When we used to have more time and attention, we could spare some energy exploring a website to find out what someone did and how they can help. That was in a different era just a few years ago.
Today, bounce rates are high on sites and pages that don’t speak to people’s need or are not immediately clear. We don’t have the patience to understand and we have a sea of options with online search to find someone else who will be clear.
Part of the reason visitors leave is that there is not a clear next step. Fancy graphics and too much information served up in one screen becomes easily overwhelming and discouraging.
While there are many options for a stranger to experience you, the key goal is to start a relationship with the lowest risk. They don’t know you nor do they trust you yet. So the question becomes, how can you make it easy for a stranger grow in trust and knowledge?
Well the easiest way to get a full experience is if they work with you. If they interact with you from a near perspective rather than far away, this allows them to see beyond the claims you make.
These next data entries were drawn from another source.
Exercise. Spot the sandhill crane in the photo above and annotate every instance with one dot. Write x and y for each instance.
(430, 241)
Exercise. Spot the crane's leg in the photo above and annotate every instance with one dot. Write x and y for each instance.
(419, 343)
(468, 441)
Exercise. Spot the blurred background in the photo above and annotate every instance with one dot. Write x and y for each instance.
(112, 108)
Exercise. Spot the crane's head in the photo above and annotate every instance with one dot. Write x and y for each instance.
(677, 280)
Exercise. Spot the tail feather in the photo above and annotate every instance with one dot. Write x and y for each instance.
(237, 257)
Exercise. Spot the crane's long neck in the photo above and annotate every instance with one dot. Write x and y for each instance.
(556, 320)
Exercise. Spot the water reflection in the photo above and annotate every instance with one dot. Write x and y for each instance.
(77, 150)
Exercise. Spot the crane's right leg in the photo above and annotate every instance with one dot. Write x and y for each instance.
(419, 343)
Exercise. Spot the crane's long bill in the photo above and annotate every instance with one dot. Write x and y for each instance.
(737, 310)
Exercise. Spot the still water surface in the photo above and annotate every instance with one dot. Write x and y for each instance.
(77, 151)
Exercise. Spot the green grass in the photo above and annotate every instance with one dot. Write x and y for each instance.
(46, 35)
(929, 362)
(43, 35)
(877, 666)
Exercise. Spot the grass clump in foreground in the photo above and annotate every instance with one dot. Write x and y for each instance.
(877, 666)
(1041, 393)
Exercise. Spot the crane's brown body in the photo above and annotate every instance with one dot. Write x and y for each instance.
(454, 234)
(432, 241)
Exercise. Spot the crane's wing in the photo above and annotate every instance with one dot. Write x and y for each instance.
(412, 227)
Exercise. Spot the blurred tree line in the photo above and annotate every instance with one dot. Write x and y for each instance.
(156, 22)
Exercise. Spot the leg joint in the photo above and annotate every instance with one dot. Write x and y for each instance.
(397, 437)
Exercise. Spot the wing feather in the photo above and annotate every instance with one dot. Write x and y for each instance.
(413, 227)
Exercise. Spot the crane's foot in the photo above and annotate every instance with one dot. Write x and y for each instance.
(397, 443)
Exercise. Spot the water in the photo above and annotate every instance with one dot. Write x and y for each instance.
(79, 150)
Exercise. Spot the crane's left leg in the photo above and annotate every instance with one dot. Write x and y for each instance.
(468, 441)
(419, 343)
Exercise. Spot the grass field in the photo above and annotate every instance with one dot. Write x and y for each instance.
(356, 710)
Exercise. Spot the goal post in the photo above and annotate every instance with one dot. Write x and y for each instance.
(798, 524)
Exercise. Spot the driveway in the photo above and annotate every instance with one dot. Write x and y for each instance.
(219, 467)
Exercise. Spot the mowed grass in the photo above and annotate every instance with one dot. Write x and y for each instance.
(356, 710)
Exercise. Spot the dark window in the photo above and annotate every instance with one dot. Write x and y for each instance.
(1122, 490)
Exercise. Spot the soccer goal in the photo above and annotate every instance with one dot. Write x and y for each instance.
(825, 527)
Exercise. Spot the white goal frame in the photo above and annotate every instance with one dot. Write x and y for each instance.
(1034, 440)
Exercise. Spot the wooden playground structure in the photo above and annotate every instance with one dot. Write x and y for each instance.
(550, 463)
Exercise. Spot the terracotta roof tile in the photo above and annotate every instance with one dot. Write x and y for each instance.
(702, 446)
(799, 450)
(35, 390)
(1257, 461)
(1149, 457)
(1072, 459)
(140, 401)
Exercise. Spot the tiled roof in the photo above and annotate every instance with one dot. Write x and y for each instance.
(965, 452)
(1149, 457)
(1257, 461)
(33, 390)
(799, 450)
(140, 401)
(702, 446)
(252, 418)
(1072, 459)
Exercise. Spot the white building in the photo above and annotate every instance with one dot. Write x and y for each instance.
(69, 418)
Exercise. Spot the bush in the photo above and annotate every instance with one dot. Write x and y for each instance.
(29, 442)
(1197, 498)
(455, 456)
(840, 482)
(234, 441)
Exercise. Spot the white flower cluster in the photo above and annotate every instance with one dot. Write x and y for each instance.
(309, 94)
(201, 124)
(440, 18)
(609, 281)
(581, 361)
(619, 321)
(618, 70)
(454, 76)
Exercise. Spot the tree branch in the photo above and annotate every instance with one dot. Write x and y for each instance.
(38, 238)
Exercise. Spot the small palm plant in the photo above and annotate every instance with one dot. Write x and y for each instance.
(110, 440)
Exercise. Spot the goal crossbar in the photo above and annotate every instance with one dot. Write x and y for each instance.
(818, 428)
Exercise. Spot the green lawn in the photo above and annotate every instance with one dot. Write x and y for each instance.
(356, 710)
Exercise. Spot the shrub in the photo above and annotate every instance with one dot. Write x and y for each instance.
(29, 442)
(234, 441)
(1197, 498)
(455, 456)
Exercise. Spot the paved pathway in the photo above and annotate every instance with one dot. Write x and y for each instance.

It allows them to interact and see how you work.
A simple way to set this up is to build an easy and apparent way for new customers to try you. It might be a big “Try Me” button on each of your pages. It can also be simple calls to action towards a landing page on each of your content pages that create a relevant next step to the content a person just experienced.
When you put that call to action out there make it risk free. This can mean providing a guarantee of performance, a trial of software or a small lower risk professional engagement.
From this experience, it should become apparent what your value and possibilities to your new customer is. You have a small commitment which is easier to expand to a larger project rather than someone sitting on the sidelines holding their breath to take a big step.
Making the Steps Small
To make an effective small call to action, you will have to test to see what people will take action on. The first metric may be whether they click on a link in articles you have published or buttons and banners that are integrated into your site.
If you are getting clicks but no sign-ups there may need to be another step inserted like customer testimonials and a longer landing page copy that explains what will happen to alleviate any further feelings of high risk.
Each step is a conversion point. Make the steps and the emotional commitment smaller until you see the desired behavior of your audience.
Ultimately, the easiest way to call someone a customer is if they buy something from you. Create a simple, low-risk option that makes them a customer.
You are essentially turning your “Try me” option into an extension of the sales process. However, you got commitment and the opportunity to start a relationship around value first.
Even if this means you have to take a loss on your first small option, test it out and see if this makes your sales process easier overall. You will have lowered your overall buying cycle and cost of acquiring a new customer.
It starts with content that people can experience your thought leadership and knowledge from. After this, the action step to get people to commit to something has to be laid out and embedded in your content for an easy way to start doing business, however small.